During oral arguments last Thursday, a three-judge panel of the D.C. Circuit Court of Appeals questioned the FCC’s grounds for reversing the agency’s long-standing rebuttable presumption that effective competition does not exist in the U.S. cable market.  While acknowledging that, during the two years preceding the FCC’s June 2015 decision, the FCC had processed 228 applications for effective competition with an approval rate of 99%, at least one judge suggested the FCC’s resulting conclusion in favor of effective competition for the cable industry as a whole may have been based on “selection bias.”   

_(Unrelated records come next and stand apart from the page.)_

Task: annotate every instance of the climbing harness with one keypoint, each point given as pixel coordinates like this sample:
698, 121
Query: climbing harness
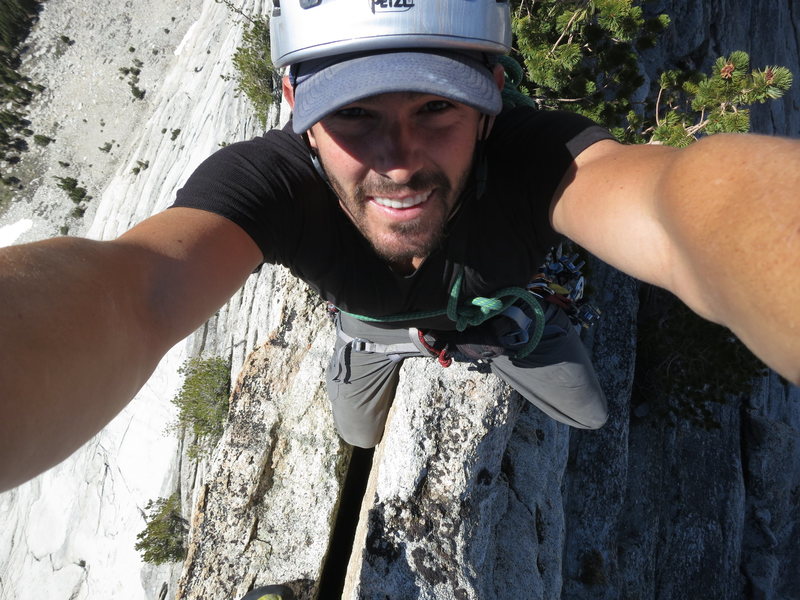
510, 323
561, 282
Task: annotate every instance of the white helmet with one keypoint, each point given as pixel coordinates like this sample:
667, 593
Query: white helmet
302, 30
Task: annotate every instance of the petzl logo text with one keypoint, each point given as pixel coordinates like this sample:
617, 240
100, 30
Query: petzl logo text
391, 5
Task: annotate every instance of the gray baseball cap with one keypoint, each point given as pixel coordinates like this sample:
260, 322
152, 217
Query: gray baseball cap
327, 84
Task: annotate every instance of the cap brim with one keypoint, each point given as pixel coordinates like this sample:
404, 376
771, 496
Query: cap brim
450, 75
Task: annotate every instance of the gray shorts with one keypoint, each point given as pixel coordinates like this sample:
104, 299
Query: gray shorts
557, 377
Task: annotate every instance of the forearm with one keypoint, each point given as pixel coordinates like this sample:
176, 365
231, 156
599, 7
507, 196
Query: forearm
731, 205
73, 351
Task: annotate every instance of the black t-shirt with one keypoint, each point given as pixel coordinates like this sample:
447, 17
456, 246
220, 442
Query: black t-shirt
269, 187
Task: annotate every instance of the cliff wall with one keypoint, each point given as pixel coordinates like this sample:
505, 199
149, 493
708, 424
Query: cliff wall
472, 493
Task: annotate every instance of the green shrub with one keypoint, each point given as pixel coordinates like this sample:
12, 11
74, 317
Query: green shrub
162, 539
141, 165
70, 185
255, 75
203, 400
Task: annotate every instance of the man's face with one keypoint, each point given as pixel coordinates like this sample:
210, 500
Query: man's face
398, 163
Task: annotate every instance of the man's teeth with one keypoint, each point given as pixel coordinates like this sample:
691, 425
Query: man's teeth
402, 202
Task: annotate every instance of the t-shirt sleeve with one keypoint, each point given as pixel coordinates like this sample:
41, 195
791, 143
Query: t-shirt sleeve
260, 185
538, 147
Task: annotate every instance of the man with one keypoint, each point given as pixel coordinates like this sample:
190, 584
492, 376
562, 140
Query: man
408, 186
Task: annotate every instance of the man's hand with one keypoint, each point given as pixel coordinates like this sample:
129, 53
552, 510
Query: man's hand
717, 223
84, 324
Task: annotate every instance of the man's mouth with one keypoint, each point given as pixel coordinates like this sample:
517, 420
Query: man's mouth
399, 203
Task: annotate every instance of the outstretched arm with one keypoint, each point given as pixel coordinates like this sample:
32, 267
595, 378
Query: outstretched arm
84, 324
717, 223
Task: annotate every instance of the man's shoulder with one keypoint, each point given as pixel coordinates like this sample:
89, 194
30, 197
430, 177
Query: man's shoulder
531, 131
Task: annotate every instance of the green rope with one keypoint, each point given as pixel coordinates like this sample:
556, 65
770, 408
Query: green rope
511, 95
475, 312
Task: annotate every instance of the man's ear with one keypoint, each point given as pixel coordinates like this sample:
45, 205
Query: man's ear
288, 91
499, 76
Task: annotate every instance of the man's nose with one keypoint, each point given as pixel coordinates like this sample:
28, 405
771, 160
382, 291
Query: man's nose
398, 153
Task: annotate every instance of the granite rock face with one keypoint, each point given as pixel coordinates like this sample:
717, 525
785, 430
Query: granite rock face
473, 493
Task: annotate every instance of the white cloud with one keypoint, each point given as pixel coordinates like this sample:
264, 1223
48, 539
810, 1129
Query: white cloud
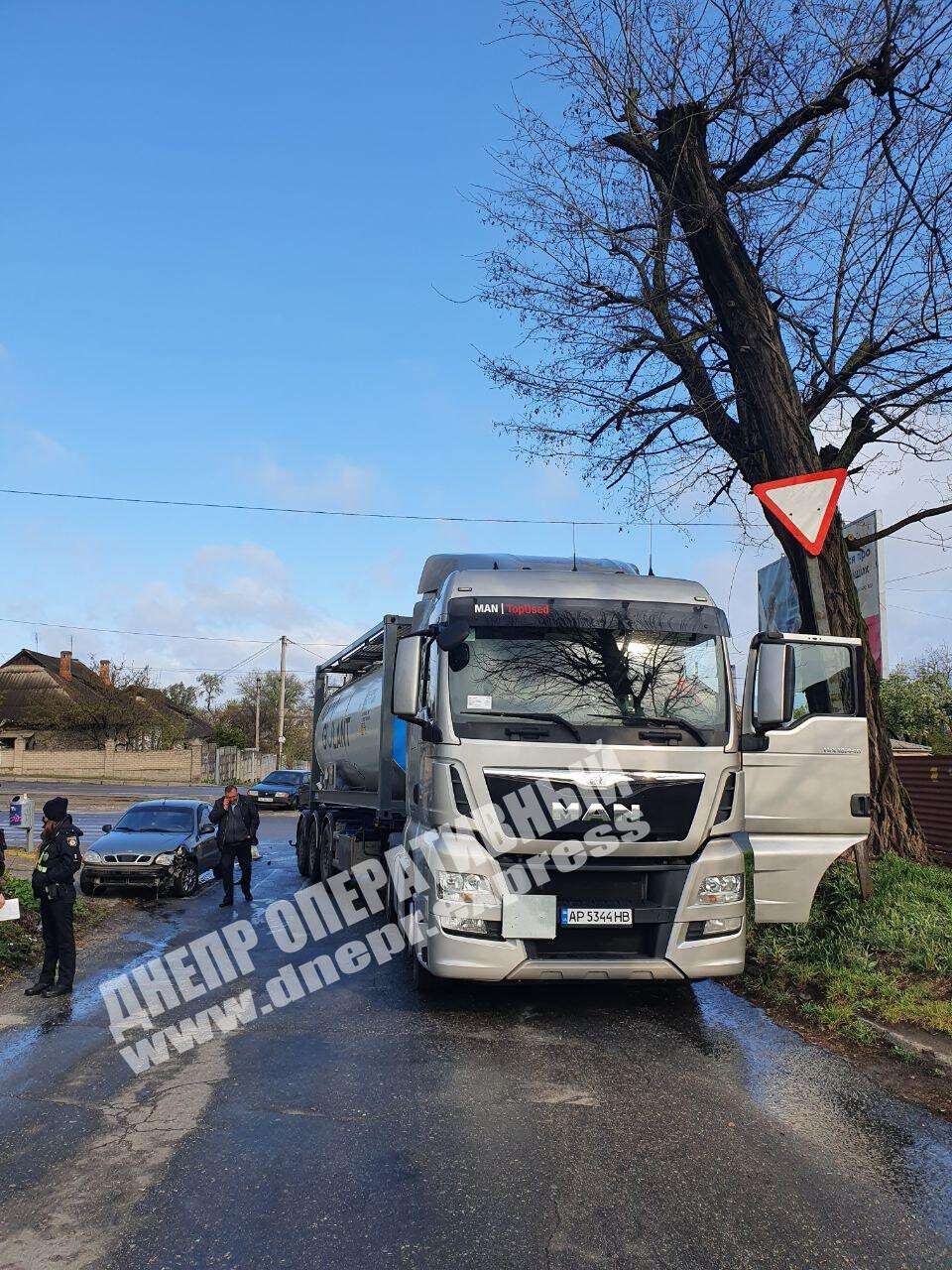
334, 483
33, 447
238, 590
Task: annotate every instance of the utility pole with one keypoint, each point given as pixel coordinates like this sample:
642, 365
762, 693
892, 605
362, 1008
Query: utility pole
281, 698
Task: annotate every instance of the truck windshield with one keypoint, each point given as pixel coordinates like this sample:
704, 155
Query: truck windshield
667, 688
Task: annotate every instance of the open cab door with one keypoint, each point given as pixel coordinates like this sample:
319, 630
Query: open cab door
806, 765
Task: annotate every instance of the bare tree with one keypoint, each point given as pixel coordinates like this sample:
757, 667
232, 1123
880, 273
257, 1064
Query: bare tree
731, 254
211, 685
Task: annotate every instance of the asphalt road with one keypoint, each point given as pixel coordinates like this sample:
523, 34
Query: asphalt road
365, 1127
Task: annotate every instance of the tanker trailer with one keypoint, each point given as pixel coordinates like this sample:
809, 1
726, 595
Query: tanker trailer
358, 757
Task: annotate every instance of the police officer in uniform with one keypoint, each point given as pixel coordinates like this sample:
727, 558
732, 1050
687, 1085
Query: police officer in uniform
58, 862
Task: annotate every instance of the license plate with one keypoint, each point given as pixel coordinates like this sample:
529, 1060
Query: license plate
572, 916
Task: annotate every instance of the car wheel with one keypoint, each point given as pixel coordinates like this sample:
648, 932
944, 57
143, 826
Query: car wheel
325, 855
186, 883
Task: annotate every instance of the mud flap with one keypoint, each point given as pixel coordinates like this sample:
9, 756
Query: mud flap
787, 870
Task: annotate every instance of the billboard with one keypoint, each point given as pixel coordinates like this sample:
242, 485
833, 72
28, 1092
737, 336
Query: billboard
774, 588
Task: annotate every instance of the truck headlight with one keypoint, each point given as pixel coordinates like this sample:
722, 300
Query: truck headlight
463, 888
722, 925
721, 889
462, 925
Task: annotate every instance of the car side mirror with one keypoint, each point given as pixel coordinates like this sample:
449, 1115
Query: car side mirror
407, 677
774, 699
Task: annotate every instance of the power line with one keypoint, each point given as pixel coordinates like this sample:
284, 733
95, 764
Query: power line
943, 617
905, 576
368, 516
116, 630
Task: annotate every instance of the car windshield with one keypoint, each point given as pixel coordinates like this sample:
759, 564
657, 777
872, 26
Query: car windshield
157, 820
594, 679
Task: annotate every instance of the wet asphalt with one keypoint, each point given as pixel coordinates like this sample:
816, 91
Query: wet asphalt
367, 1127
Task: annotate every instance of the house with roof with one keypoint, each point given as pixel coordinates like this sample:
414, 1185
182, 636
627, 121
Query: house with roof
49, 702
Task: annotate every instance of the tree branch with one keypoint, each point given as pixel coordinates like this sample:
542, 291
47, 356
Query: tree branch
855, 544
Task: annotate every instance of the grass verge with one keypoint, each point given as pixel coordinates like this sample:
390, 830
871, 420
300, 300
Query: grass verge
889, 959
21, 943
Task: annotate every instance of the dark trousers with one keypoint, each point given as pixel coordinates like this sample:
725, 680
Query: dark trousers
59, 942
229, 855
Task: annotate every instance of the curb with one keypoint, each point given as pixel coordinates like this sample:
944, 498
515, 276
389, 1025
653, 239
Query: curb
930, 1046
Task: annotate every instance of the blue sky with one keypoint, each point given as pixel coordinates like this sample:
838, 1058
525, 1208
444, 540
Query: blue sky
226, 239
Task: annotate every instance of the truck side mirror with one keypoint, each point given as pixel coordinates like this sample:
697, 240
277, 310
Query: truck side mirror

The case was brought to the D.C. Circuit by the National Association of Telecommunications Officers and Advisors (NATOA), which is seeking to overturn the FCC ruling on grounds that it violates tenets of the STELA Reauthorization Act of 2015 (STELARA) by abolishing the effective competition test altogether instead of merely streamlining it.  Following the passage of the 1992 Cable Act, the FCC adopted a rebuttable presumption in 1993 that the U.S. cable market is not subject to effective competition.  As a result, cable operators were subjected to regulation of their basic rate tiers unless they could prove to the FCC that effective competition exists in their respective franchise areas.  Under Section 111 of STELARA, the FCC was required by June 2, 2015 to streamline the process by which small cable operators request relief from basic tier rate regulation on grounds that they are subject to effective competition.  Noting that it had approved 99% of petitions filed since 2013 for findings of effective competition, the FCC voted unanimously last year to apply a rebuttable presumption in favor of effective competition which applies not only to small and rural cable operators but to the U.S. cable industry as a whole.   

Charging that the FCC had “seized upon a narrow provision to escape statutory duties it had long been eager” to do away with, counsel for NATOA told the appellate panel there was no way the FCC could have built a finding in favor of effective competition in every local franchise area on a record which relies on national averages of competitive market share.  Asked by Judge Cornelia T.L. Pillard why an FCC record showing an average competitive market share of 34% nationwide is insufficient evidence of effective competition, counsel for NATOA replied that the 34% average includes telephone companies that have entered the multichannel video program distributor (MVPD) market since 1993 and that numerous franchise areas throughout the country remain unserved by telco MVPDs.   

As “proof” that the FCC’s decision to reverse the effective competition may have been correct, Senior Judge Douglas Ginsberg noted that only three franchising entities nationwide had filed rebuttals of the FCC’s plan to reverse the competitive presumption.  Nonetheless, Pillard appeared somewhat skeptical of FCC attorney James Carr’s claim that “it made perfect sense” for the Commission to reverse the presumption by virtue of  the fact that the FCC had recently approved nearly all of the applications that had been brought before it for findings of effective competition.  Countering that cable operators are more likely to apply for rate relief when they have strong evidence in favor of effective competition, Pillard told Carr that the FCC’s data could have been affected by “selection bias.”  Pillard also advised Carr that FCC figures on competitive market share may not suggest even distribution of that share nationwide, remarking:  “if I were a cable company, there are vast areas [of sparsely populated communities] that I would not be interested in serving.”